Berdasarkan data tender, paket pekerjaan konstruksi tersebut berada di bawah Dinas Pekerjaan Umum dan Penataan Ruang, Perumahan Rakyat dan Kawasan Permukiman Kabupaten Tuban. Paket memiliki pagu sekaligus Harga Perkiraan Sendiri (HPS) sebesar Rp2.972.753.000. Pemenang tender adalah PT Karto Joyo Putro, dengan nilai penawaran Rp2.914.566.784,72, kemudian setelah proses negosiasi menjadi Rp2.911.347.784,71.
Sebagai proyek yang dibiayai melalui Dana Alokasi Khusus (DAK), pelaksanaan pekerjaan wajib mengacu pada dokumen kontrak, Undang-Undang Nomor 2 Tahun 2017 tentang Jasa Konstruksi, Peraturan Pemerintah Nomor 22 Tahun 2020 sebagaimana telah diubah dengan PP Nomor 14 Tahun 2021, serta spesifikasi teknis yang ditetapkan melalui Spesifikasi Umum Bina Marga dan Standar Nasional Indonesia (SNI). Ketentuan tersebut pada prinsipnya mengharuskan setiap material dan metode pelaksanaan memenuhi persyaratan teknis untuk menjamin mutu, keamanan, dan umur layanan konstruksi.

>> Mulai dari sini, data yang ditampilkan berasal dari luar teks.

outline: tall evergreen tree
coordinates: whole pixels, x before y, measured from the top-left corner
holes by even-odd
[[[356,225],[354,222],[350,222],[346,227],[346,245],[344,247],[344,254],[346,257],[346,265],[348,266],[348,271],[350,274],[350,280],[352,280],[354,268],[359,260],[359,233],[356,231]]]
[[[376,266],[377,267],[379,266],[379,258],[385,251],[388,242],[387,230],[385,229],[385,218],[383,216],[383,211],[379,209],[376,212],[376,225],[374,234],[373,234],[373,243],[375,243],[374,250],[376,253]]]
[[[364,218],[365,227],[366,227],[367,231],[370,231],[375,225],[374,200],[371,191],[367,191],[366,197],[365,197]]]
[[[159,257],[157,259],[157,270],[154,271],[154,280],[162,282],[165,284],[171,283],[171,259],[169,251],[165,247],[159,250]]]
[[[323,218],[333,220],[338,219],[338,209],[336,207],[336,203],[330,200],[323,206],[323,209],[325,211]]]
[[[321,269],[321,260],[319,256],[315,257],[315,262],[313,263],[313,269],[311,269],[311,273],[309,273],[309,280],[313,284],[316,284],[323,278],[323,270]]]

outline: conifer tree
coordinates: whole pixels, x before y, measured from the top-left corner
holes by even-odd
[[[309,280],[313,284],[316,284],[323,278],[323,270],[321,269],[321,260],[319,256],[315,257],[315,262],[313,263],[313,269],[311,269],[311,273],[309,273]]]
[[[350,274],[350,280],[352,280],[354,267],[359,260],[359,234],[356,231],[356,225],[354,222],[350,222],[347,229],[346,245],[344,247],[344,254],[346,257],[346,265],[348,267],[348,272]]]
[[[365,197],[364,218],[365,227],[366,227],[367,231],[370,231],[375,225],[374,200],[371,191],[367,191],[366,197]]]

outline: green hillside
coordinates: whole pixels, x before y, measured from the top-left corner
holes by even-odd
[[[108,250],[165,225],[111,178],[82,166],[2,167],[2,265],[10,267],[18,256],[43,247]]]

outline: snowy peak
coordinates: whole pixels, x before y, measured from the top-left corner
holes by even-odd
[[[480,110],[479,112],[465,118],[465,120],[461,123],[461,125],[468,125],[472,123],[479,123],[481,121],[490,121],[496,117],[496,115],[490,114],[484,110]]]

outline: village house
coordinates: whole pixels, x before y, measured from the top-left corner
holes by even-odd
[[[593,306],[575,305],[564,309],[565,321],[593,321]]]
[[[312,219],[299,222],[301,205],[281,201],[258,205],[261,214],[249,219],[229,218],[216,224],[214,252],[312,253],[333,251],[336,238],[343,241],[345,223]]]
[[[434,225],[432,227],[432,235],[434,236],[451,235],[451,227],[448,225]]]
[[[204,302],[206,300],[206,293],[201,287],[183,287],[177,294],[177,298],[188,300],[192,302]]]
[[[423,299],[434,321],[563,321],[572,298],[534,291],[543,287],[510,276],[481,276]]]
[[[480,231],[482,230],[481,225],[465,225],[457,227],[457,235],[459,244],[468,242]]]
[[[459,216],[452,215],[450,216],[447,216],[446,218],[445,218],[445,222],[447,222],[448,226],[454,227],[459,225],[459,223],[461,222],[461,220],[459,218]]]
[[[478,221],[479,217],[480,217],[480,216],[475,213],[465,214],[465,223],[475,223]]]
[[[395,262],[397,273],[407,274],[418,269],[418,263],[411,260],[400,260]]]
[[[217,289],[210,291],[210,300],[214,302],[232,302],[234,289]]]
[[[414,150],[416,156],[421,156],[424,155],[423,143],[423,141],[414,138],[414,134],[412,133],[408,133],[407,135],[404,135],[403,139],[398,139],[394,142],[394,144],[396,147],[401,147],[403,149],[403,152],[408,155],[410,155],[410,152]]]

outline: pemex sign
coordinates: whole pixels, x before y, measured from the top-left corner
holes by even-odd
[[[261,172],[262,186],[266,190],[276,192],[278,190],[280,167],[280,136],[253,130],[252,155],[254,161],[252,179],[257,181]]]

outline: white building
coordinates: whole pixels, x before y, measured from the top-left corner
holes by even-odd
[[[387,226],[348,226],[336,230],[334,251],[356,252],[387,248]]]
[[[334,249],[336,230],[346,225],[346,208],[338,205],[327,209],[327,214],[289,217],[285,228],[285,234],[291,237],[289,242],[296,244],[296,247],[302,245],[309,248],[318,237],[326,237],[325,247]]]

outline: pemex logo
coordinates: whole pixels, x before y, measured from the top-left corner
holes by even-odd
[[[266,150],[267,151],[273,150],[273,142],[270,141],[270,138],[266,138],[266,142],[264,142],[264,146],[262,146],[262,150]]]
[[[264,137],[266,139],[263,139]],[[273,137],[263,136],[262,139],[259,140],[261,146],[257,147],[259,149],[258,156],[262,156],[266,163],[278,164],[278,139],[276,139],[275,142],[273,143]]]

Dalam praktik konstruksi, beton ready mix diproduksi di batching plant berdasarkan job mix design yang telah dirancang sesuai mutu beton yang dipersyaratkan. Karena itu, apabila terdapat penambahan material ke dalam campuran beton saat pengecoran di lapangan, perlu dipastikan apakah metode tersebut telah diatur dalam spesifikasi teknis dan tetap memenuhi standar mutu pekerjaan.
Berdasarkan hasil pemantauan media ini di lokasi proyek, terlihat bekas pengambilan batu di sisi kanan dan kiri ruas jalan. Dari informasi yang dihimpun di lapangan, batu tersebut diduga dimasukkan ke dalam campuran beton ready mix saat proses pengecoran berlangsung. Temuan tersebut belum dapat disimpulkan sebagai pelanggaran, namun memerlukan penjelasan dari pihak yang berwenang mengenai apakah metode tersebut diperbolehkan berdasarkan dokumen kontrak, SNI, dan Spesifikasi Umum Bina Marga.
Untuk memenuhi asas keberimbangan pemberitaan (cover both sides), media ini telah dua kali mengajukan konfirmasi kepada Kepala Bidang Jalan Dinas PUPR Kabupaten Tuban. Konfirmasi difokuskan pada kesesuaian penggunaan batu yang berasal dari sekitar lokasi sebagai campuran beton ready mix, termasuk dasar teknis dan mekanisme pengawasan terhadap mutu material yang digunakan. Hingga berita ini ditulis, belum ada tanggapan dari pejabat yang bersangkutan.
Klarifikasi dari Dinas PUPR Tuban diperlukan agar publik memperoleh kepastian apakah metode pelaksanaan pekerjaan tersebut telah sesuai dengan dokumen kontrak, standar teknis konstruksi, serta ketentuan peraturan perundang-undangan yang berlaku. Mengingat proyek ini menggunakan dana negara, kepatuhan terhadap spesifikasi teknis dan pengendalian mutu merupakan bagian penting dalam mewujudkan akuntabilitas pelaksanaan pekerjaan konstruksi.
Media ini tetap membuka ruang bagi Dinas PUPR Kabupaten Tuban maupun PT Karto Joyo Putro untuk memberikan penjelasan dan hak jawab. Tanggapan tersebut akan dimuat pada pemberitaan selanjutnya sesuai amanat Undang-Undang Nomor 40 Tahun 1999 tentang Pers.